The Research Topic “Cell-To-Cell Communications In Alcohol-Associated, Metabolic-Related And Viral Liver Diseases” proposed by the journal, Frontiers in Physiology has attracted articles on preclinical and clinical studies that were covered in three review articles and one original research manuscript. Overall, the goal of this topical collection is to provide a better understanding of the molecular mechanism(s) that cause the development and progression of alcohol-associated, metabolic-related, and viral liver diseases. Our hope is that the information in these articles could aid in identifying new biomarkers, therapeutic targets, and promising therapeutic agents that prevent, manage, or reverse disease progression. Here, we, as guest editors, provide a summary of all the articles published in this important issue.
The three review articles in this issue describe the pathogenic mechanism of liver disease progression with a focus on cell-to-cell interaction. A review by Osna et al. discloses the multiple mechanisms through which information exchange occurs between the liver parenchymal and non-parenchymal cells in the context of alcohol-induced end-stage liver disease progression. In particular, the authors highlight the role of extracellular vesicles (EVs), originating from alcohol-exposed liver parenchymal cells (hepatocytes), in activating non-parenchymal cells, including liver macrophages, and hepatic stellate cells. The authors further expound on EV-mediated crosstalk between hepatocytes and liver non-parenchymal cells under HIV and alcohol co-exposure conditions that promotes end-stage liver disease progression. In addition, the authors present information on the crosstalk between cell death pathways and inflammasome activation in alcohol-activated hepatocytes and macrophages. Furthermore, they also provide information on clinical studies that highlight the role of non-inflammatory factors, sinusoidal pressure, and hepatic arterialization, in the pathogenesis of alcohol-induced hepatic fibrogenesis. Importantly, the authors identify therapeutically important cellular/molecular targets that could be used to prevent progressive alcohol-associated liver disease (ALD).

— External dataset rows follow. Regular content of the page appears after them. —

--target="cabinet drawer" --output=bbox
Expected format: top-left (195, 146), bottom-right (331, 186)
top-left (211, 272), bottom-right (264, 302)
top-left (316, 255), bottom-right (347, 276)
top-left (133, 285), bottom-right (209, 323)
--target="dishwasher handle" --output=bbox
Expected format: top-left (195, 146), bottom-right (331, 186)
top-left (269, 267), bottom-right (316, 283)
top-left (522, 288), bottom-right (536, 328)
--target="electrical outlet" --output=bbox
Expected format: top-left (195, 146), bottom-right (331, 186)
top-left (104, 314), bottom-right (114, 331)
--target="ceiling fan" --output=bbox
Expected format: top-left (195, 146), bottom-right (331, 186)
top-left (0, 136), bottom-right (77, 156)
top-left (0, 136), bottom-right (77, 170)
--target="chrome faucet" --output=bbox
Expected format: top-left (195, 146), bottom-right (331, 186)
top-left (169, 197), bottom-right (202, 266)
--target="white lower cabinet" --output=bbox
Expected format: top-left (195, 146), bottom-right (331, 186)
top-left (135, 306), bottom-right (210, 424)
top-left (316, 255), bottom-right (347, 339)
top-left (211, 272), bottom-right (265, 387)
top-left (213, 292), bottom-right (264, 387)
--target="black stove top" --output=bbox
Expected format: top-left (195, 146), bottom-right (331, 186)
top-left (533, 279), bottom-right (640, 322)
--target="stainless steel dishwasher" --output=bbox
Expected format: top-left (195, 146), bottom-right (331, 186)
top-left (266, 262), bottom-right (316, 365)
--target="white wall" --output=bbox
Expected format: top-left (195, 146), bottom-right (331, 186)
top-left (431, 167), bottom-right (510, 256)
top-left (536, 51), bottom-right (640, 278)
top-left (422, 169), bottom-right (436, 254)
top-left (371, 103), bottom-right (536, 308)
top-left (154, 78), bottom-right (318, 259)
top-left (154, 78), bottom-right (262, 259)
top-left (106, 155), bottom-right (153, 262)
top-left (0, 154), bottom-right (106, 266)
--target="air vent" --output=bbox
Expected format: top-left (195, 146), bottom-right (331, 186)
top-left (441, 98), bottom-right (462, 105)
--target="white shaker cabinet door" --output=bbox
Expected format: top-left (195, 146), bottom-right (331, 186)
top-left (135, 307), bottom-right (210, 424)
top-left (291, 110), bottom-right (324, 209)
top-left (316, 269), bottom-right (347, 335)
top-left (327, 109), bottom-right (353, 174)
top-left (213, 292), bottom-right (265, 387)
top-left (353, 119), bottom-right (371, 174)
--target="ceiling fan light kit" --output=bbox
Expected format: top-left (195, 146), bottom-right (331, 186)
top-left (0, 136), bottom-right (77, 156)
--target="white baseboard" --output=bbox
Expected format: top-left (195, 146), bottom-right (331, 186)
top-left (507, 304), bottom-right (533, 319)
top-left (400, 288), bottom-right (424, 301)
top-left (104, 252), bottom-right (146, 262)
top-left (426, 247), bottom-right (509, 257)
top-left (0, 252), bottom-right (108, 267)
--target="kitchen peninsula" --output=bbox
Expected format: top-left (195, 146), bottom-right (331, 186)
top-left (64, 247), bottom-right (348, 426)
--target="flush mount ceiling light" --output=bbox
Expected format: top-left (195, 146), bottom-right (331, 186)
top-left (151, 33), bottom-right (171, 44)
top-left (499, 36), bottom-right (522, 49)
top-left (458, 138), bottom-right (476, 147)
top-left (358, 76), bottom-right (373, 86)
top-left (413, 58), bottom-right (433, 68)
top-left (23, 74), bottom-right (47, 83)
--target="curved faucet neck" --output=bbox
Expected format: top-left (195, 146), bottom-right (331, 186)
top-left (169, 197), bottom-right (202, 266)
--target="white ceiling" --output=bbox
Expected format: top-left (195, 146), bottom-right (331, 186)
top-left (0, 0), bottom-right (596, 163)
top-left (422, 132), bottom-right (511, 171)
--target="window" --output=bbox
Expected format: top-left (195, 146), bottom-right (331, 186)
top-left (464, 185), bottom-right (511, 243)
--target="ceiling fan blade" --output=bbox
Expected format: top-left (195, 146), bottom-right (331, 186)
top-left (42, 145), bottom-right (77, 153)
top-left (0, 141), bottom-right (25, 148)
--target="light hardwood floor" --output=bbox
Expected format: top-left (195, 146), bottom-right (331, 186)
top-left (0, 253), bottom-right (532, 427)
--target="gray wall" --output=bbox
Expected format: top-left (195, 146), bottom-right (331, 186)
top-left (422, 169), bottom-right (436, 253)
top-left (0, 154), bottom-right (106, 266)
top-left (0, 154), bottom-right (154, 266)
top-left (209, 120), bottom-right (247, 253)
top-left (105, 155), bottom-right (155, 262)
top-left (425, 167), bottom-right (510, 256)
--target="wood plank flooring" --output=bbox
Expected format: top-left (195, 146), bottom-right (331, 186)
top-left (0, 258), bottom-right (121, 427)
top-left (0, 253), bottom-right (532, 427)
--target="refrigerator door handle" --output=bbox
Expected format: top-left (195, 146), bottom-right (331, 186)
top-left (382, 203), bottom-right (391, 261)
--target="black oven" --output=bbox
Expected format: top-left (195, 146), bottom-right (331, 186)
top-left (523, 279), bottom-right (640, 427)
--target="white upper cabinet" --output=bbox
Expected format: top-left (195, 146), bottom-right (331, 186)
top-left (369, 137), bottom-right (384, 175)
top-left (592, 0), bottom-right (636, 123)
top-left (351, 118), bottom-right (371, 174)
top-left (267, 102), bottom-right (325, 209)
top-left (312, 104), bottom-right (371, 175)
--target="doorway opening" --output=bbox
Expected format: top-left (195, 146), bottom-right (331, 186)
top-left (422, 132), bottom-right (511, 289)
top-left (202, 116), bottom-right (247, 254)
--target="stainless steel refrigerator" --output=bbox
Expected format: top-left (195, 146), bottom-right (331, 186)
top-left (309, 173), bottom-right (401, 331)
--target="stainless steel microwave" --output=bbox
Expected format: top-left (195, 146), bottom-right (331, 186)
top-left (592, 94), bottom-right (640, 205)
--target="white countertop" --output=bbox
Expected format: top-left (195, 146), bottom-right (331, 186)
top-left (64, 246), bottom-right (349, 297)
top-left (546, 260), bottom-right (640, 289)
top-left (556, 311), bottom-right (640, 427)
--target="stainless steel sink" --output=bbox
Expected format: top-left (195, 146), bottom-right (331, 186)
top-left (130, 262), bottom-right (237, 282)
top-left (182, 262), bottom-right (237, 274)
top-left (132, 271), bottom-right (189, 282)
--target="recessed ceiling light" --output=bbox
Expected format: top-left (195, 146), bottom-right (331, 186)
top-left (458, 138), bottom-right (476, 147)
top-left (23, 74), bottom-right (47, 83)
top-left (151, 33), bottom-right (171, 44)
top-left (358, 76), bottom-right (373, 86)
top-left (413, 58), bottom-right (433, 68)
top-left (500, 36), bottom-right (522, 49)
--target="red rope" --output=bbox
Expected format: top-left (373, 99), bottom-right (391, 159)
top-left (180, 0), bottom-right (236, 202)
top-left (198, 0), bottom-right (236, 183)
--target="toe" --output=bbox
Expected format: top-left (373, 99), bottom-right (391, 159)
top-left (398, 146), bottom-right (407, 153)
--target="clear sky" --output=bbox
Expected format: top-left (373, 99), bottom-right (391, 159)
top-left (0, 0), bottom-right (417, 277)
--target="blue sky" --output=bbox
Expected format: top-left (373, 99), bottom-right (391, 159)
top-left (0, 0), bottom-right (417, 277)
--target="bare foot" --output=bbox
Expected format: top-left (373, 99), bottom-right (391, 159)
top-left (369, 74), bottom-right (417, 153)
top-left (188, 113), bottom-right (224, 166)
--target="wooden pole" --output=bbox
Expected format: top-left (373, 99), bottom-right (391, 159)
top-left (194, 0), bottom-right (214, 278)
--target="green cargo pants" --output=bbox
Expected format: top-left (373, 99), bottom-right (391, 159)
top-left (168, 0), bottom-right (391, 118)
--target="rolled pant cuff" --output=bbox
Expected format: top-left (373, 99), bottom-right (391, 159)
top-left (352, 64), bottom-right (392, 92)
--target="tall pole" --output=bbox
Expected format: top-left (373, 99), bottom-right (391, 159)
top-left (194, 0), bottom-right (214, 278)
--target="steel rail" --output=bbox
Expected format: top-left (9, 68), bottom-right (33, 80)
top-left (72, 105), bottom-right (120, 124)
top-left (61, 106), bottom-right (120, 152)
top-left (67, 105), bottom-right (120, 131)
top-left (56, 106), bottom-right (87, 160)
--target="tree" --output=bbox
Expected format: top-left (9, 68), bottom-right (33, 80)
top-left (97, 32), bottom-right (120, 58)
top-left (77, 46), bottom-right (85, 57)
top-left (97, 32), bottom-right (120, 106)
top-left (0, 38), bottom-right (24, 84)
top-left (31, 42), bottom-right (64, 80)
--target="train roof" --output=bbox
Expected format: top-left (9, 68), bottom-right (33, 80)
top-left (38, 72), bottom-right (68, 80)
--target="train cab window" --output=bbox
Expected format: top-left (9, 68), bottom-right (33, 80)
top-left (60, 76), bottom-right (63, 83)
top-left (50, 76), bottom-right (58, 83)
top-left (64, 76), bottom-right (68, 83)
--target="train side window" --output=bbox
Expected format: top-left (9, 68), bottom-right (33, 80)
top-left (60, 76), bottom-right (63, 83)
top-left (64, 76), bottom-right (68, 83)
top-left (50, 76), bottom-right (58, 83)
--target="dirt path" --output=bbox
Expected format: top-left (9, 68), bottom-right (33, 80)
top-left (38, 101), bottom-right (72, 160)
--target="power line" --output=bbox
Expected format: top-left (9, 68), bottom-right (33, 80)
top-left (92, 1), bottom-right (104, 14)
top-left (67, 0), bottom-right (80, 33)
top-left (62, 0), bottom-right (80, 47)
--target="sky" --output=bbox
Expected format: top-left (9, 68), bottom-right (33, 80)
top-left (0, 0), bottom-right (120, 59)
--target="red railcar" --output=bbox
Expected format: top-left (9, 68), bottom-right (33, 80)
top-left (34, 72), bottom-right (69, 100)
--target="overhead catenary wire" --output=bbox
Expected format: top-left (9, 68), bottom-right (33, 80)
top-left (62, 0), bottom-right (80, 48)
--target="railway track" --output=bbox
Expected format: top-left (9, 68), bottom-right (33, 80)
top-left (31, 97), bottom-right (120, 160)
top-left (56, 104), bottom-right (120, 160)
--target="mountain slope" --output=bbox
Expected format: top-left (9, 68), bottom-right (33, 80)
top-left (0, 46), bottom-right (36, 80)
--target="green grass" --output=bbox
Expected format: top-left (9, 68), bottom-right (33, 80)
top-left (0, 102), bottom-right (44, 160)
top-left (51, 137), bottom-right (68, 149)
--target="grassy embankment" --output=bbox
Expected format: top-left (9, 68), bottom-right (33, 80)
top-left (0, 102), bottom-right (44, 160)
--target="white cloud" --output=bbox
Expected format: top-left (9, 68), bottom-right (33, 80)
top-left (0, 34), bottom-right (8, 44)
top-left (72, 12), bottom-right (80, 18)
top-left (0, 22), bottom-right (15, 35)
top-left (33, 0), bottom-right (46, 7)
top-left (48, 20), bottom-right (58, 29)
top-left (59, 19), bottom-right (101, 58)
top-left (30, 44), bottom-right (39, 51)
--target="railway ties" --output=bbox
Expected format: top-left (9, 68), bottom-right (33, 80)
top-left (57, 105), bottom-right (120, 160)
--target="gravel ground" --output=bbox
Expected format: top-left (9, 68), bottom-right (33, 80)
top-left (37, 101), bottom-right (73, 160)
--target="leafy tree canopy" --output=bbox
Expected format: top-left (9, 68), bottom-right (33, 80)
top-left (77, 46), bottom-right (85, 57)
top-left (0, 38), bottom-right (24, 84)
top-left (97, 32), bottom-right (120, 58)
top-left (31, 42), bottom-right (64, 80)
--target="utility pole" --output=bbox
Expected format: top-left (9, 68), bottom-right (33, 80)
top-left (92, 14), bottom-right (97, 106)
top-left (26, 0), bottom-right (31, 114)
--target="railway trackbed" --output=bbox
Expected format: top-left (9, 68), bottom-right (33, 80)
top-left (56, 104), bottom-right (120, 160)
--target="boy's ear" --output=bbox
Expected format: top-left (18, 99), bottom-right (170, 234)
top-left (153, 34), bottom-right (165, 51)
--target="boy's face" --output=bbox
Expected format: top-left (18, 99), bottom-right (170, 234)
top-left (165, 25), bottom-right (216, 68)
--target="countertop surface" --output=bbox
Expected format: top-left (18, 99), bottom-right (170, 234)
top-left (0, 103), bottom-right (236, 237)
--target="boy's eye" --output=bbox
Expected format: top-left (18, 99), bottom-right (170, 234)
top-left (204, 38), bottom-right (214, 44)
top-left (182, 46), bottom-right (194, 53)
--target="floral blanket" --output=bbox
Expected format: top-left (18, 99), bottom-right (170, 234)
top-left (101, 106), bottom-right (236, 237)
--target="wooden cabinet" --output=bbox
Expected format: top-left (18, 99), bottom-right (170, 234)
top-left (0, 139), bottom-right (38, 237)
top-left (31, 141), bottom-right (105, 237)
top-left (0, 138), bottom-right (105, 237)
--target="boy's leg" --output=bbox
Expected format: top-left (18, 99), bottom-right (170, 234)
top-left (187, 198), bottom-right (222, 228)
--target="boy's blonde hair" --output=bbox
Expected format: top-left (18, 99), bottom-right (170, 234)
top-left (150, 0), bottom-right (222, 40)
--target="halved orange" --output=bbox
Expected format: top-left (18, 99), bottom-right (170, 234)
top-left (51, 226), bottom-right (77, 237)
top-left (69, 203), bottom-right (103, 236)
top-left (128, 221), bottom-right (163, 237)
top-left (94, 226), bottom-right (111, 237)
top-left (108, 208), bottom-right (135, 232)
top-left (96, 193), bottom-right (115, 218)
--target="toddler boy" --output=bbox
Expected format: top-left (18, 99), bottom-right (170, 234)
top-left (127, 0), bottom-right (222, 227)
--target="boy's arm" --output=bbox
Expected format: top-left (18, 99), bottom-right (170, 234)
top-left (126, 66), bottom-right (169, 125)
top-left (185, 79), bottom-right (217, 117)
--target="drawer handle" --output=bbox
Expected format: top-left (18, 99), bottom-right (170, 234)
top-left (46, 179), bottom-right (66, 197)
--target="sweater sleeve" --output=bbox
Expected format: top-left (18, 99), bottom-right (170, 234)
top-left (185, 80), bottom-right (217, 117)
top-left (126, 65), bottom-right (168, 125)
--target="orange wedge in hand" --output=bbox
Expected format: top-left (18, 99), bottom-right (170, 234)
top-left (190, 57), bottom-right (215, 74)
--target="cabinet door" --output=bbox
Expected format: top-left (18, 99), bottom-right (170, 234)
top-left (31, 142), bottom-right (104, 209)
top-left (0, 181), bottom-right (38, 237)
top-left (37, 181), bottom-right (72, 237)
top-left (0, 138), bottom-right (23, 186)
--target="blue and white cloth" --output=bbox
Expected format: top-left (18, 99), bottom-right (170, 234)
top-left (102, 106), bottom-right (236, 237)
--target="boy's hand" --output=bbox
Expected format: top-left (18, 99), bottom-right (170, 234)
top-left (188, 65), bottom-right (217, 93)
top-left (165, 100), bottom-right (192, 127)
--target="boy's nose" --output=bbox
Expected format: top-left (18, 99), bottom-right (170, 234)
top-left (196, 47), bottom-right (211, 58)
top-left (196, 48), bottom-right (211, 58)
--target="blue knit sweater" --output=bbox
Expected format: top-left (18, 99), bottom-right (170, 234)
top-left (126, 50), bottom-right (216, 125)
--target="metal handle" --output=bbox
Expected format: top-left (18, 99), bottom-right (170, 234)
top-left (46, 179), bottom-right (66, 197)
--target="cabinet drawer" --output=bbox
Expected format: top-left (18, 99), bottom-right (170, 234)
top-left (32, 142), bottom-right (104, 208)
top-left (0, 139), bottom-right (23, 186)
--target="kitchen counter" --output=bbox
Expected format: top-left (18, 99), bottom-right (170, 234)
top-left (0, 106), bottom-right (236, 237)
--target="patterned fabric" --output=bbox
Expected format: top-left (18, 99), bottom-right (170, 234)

In another review by Machida, the focus is on the tumor-initiating stem-like cell (TIC) population, which are the prime origins of cancer recurrence in drug-treated patients with hepatocellular carcinoma (HCC). This informative review is timely because, while the incidence of many cancers in other tissues is trending downward, that is not applicable to HCC. Therefore, understanding the mechanism(s) of HCC development and its resistance to therapy is important to combat this deadly disease, which has limited treatment options and a dismal 3 year-survival rate of 13–21% in untreated patients. In this review, Machida illustrates the multiple hits by the hepatitis C virus (HCV) that eventually promote transformation and TIC genesis that lead to HCC development. The review article discusses the ten hallmarks of TIC oncogenesis induced by HCV. The author then deliberates on how the understanding of the links between HCV-associated HCC and TIC can aid in providing novel targeting therapy to suppress HCC recurrence and metastasis.
In another review article, Huang et al. explore the role of mast cells in the progression of liver disease. Mast cells play a crucial role in host defense against allergens, parasites, bacteria, and venom. It is known that mast cells upon activation degranulate releasing a variety of mediators (histamine, tryptase, chymase, transforming growth factor-β1, tumor necrosis factor–α, interleukins and other proinflammatory cytokines). Since these factors apparently support the progression of liver disease, Huang et al. skillfully reviews the role of mast cells and their secretory mediators in the pathogenic process during the development of hepatitis, cirrhosis and HCC. In addition, the author discusses the essential role of mast cells in immunotherapy and proposes that targeting mast cell infiltration may be a novel therapeutic option for blocking liver disease progression of diverse etiologies.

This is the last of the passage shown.